Optimally, every system of assessment will incorporate both the preference for present market value and the requirement of uniformity into its general scheme; but when these two concepts cannot be accommodated under the facts of a specific case, the former must give way to the latter as the true measure of assessment.

In Stewart, the competing concepts related to the selection of two different base years, not two methods for determining value. Here in expressly "factoring back" his present evaluation to the 1974 base year Seaford Associates' expert applied the same valuation benchmark used by the Board. The requirement of uniformity does not, as the Board contends, require the taxing authority "to use a cost less depreciation assessment method which is factored back to a 1974 base tax year." Uniformity merely requires that present *1050 market value be factored back to a base tax year. Market value, in turn, may be determined by using any of the three recognized methods, or any combination thereof. Thus, the preference for present market value and the need for uniformity are harmonized.

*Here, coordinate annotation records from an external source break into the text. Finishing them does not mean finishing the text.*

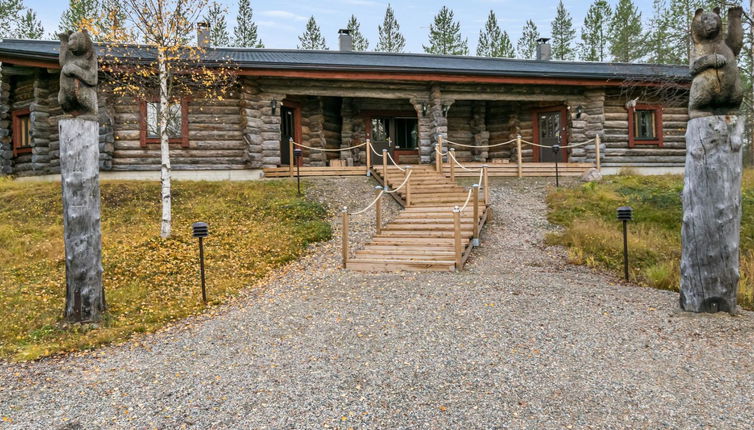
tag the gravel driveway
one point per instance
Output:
(517, 340)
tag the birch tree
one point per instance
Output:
(445, 35)
(360, 43)
(563, 34)
(527, 44)
(594, 44)
(312, 37)
(246, 31)
(173, 71)
(218, 28)
(391, 39)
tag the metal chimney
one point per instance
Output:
(345, 39)
(544, 52)
(202, 34)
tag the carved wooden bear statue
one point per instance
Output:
(716, 86)
(78, 78)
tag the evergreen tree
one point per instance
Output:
(527, 44)
(626, 38)
(112, 21)
(81, 14)
(29, 27)
(594, 44)
(10, 16)
(218, 28)
(492, 41)
(445, 35)
(245, 32)
(659, 49)
(391, 39)
(312, 37)
(563, 34)
(360, 43)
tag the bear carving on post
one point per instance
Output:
(716, 86)
(78, 78)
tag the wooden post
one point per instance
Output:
(439, 154)
(369, 155)
(384, 167)
(476, 213)
(452, 155)
(711, 229)
(79, 170)
(519, 156)
(378, 210)
(408, 186)
(291, 158)
(345, 236)
(486, 185)
(457, 236)
(597, 150)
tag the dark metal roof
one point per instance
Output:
(247, 58)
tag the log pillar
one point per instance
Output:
(711, 214)
(79, 168)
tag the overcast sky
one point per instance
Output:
(280, 23)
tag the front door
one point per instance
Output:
(550, 131)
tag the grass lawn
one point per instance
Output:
(594, 236)
(254, 228)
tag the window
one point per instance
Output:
(645, 125)
(21, 138)
(403, 132)
(177, 127)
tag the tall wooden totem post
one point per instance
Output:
(79, 168)
(712, 185)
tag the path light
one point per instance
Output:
(201, 230)
(625, 214)
(297, 154)
(556, 150)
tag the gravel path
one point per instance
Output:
(517, 340)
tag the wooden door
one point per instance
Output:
(550, 129)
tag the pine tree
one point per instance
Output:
(626, 38)
(391, 39)
(445, 35)
(245, 32)
(527, 44)
(492, 41)
(112, 21)
(29, 26)
(218, 29)
(10, 16)
(563, 34)
(312, 37)
(80, 14)
(594, 44)
(360, 43)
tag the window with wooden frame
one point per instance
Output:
(645, 125)
(177, 127)
(21, 138)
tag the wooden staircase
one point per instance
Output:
(423, 236)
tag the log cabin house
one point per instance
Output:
(336, 99)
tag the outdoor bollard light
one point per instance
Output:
(625, 214)
(201, 230)
(556, 150)
(297, 154)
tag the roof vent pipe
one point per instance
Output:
(346, 40)
(544, 52)
(202, 34)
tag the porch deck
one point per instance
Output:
(494, 170)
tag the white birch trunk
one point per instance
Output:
(167, 219)
(711, 214)
(79, 169)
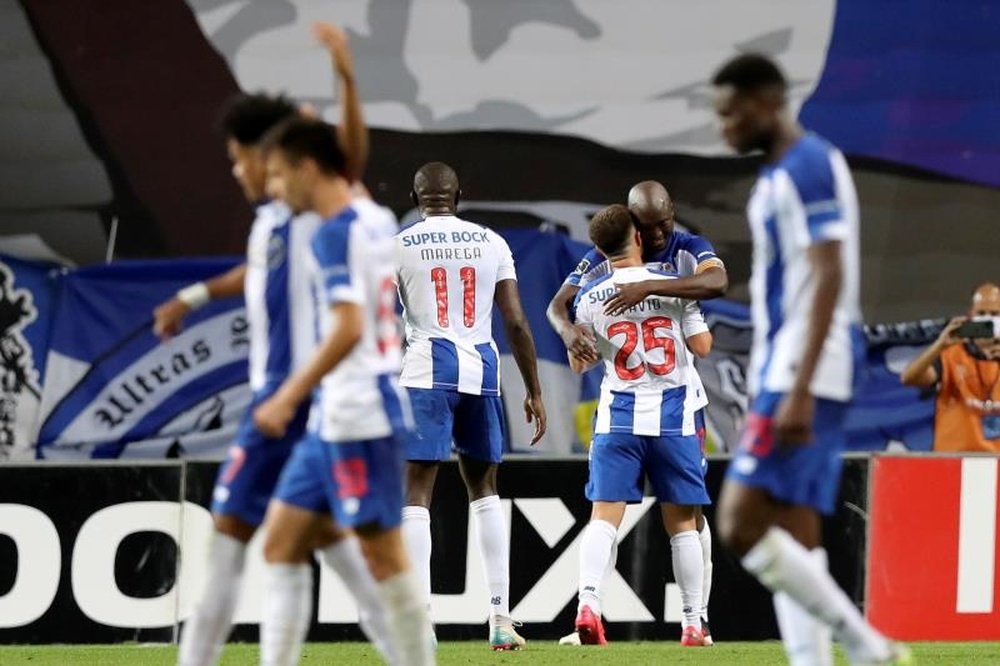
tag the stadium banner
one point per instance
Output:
(111, 387)
(27, 292)
(933, 556)
(113, 551)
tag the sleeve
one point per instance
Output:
(694, 321)
(505, 258)
(582, 314)
(703, 252)
(813, 179)
(584, 271)
(331, 248)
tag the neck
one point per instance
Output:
(788, 133)
(437, 211)
(330, 196)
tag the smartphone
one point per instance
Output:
(976, 328)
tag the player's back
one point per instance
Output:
(276, 293)
(648, 367)
(353, 262)
(448, 269)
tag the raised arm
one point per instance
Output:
(922, 371)
(522, 345)
(352, 134)
(168, 317)
(711, 282)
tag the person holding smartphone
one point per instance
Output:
(963, 364)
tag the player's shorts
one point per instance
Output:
(250, 473)
(475, 423)
(673, 464)
(361, 481)
(803, 475)
(302, 480)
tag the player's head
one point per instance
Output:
(613, 231)
(301, 154)
(986, 301)
(435, 189)
(749, 101)
(245, 121)
(653, 210)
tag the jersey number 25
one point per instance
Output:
(649, 342)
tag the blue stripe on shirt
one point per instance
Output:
(276, 297)
(444, 364)
(491, 369)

Finally, we note the concern of the Board and the Superior Court that adoption of the income method may result in reassessment requests as income varies. As previously indicated, the income method of valuation, even where appropriate, should not be accepted as the sole method for fixing market value. If relied upon as the principal technique its validity must be tested against at least one of the two remaining standards. See Fitzsimmons v. McCorkle, 214 A.2d at 339. Moreover, the capitalization of income approach is directed to investment valuation over an extended period of time and its projection may not be based on aberrational operating results or temporary phenomena. The many variables of expenses and the factors which make up the capitalization rate are subject to close scrutiny to assure that they are both accurate and realistic.

The decision of the Superior Court is REVERSED and the case REMANDED to the Board of Assessment for further proceedings consistent with this opinion.

NOTES

[1] The three techniques were explained in the Reynolds appraisal report as follows:

In the Market Approach recent sales of similar properties are examined and compared to the subject property. Market oriented adjustments are made for any differences between the comparable sales and the subject.

The Income Approach is a method of arriving at the estimated value of the property by analyzing the potential income and expenses from income producing real estate. The net income is then capitalized to indicate the value of the property as an investment. It assumes a return based on that which competitive properties are receiving.

In the Cost Approach, the site and improvements are treated separately for analytical purposes. By means of a market analysis, the site is valued independently as if vacant and ready to be put to its highest and best use.

Next, the reproduction cost new of the improvements is estimated. This represents the most probable cost of building a replica structure. From this estimate is deducted all depreciation or utility loss accruing to the building.

The depreciated cost new is then added to the total of site improvements and land value to arrive at the indicated value from this analysis.

[2] The Board's attack upon the failure of Seaford Associates to discharge its burden of proof of overassessment takes on added importance here since the only affirmative evidence of valuation was that offered by the property owner. The County Assessor did not testify but questioned Reynolds' appraisal methodology and urged the Board, as a matter of policy, not to adopt the income method. Since there was no competing evidence and the Board admitted the evidence without reservation, the property owner "was justified in assuming the evidence was relevant and that its theory of the case was before the Board as an alternative." Delaware Racing Ass'n v. McMahon, 340 A.2d at 841.